A Amnistia Internacional apelou hoje, em comunicado divulgado à imprensa, aos governos de Timor-Leste e da Indonésia para investigarem e levarem à justiça os responsáveis pelo massacre de Santa Cruz, ocorrido a 12 de novembro de 1991.

"Ambos os governos têm de investigar e levar à justiça todos os responsáveis pelos assassínios, desaparecimentos forçados, uso excessivo da força e outras violações dos direitos humanos durante a manifestação pacífica", refere o comunicado. No documento, a Amnistia Internacional recorda um relatório especial da ONU, divulgado em 1994, em que é referido que os "membros das forças armadas indonésias foram responsáveis por assassínios durante a marcha" e que se tratou de uma "operação militar planeada" sem cumprimento das "normas internacionais de direitos humanos".

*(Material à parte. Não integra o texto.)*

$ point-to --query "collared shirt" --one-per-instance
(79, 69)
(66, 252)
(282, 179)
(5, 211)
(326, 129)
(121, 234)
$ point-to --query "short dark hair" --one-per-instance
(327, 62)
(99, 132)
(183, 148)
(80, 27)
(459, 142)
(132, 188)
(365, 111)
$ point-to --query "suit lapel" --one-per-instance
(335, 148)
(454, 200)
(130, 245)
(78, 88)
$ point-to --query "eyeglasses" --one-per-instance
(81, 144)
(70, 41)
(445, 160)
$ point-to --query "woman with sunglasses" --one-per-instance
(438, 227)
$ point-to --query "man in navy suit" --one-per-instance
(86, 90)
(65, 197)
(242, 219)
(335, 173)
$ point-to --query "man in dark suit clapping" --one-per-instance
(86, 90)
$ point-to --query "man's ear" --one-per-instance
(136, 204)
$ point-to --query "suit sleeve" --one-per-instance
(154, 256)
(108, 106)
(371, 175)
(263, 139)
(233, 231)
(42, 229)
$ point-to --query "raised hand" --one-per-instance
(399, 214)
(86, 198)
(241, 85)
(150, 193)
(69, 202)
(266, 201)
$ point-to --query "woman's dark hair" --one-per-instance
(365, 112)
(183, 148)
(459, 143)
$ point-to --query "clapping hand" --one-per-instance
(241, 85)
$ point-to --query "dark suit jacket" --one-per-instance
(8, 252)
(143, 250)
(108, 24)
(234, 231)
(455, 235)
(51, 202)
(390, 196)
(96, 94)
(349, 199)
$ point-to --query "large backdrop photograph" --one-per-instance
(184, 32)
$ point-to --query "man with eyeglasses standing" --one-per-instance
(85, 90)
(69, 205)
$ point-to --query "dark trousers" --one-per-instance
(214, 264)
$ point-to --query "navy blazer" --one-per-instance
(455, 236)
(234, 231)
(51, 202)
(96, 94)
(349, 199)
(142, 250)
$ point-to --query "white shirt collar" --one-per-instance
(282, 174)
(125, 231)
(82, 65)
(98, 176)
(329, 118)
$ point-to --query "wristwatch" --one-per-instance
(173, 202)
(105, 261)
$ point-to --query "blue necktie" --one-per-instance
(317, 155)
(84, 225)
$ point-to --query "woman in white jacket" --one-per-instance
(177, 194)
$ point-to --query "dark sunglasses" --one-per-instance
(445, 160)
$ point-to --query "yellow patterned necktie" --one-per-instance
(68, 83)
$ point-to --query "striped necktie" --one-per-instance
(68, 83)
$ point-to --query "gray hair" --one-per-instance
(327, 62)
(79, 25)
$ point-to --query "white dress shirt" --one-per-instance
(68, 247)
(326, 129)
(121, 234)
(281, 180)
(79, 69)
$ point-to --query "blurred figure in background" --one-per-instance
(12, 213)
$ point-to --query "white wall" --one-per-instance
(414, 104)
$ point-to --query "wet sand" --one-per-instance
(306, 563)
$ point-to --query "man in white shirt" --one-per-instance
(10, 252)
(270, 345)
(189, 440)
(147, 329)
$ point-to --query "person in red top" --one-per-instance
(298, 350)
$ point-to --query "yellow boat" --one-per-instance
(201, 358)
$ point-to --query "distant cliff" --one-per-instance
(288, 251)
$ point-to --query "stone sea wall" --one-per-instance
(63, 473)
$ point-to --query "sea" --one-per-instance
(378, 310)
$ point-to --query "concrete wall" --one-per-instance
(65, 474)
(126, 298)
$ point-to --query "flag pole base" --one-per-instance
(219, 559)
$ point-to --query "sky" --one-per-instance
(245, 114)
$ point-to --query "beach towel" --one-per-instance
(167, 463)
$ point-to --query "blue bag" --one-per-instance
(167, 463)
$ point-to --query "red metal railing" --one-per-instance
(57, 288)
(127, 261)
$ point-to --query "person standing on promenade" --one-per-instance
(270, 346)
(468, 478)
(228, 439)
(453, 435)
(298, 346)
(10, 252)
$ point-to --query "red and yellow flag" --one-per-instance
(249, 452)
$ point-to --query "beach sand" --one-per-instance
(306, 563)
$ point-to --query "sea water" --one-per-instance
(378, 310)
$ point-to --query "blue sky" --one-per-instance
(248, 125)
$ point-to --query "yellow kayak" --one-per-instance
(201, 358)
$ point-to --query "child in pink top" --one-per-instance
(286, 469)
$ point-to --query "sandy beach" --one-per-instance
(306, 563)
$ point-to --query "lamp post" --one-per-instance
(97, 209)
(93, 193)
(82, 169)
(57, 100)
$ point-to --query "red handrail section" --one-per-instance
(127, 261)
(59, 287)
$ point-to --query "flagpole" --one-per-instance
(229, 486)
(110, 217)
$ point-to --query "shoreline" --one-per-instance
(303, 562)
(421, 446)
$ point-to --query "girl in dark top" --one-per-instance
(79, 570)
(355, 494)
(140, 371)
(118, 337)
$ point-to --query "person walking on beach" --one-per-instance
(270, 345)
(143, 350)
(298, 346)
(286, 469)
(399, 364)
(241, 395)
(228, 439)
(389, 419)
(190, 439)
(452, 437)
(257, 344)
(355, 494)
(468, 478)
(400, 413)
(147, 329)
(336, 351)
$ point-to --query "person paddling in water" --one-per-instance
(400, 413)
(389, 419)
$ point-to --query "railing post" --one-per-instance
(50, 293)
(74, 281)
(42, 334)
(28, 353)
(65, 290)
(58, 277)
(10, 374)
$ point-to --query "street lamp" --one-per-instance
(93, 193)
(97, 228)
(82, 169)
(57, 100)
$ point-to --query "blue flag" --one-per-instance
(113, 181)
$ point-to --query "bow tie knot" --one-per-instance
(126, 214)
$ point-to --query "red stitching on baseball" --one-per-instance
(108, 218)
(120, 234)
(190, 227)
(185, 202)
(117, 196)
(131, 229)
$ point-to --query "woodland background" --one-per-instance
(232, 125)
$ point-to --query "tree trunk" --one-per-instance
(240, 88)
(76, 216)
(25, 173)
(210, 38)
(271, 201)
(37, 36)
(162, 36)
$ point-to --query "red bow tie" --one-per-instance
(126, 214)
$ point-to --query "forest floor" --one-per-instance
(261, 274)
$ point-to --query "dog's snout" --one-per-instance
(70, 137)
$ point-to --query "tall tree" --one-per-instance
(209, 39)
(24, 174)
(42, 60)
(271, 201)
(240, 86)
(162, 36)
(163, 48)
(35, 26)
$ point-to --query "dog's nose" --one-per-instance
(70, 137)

Segundo a Amnistia Internacional, o número exacto de mortos, desaparecidos e feridos durante o massacre e o rescaldo permanece desconhecido, embora se estime que mais de 200 pessoas tenham sido mortas e cerca de 400 feridas. "A Amnistia Internacional insta as autoridades timorenses e indonésias para iniciarem imediatamente uma investigação independente, imparcial e efetiva aos acontecimentos no cemitério de Santa Cruz de 12 de novembro de 1991, que deve ser feita no âmbito de uma investigação mais ampla aos graves crimes cometidos entre 1975 e 1999", insiste a organização de defesa dos direitos humanos.

Para a Amnistia Internacional, os "timorenses e os indonésios também devem julgar os criminosos em julgamentos justos, sem pena de morte e garantir a reparação das vítimas".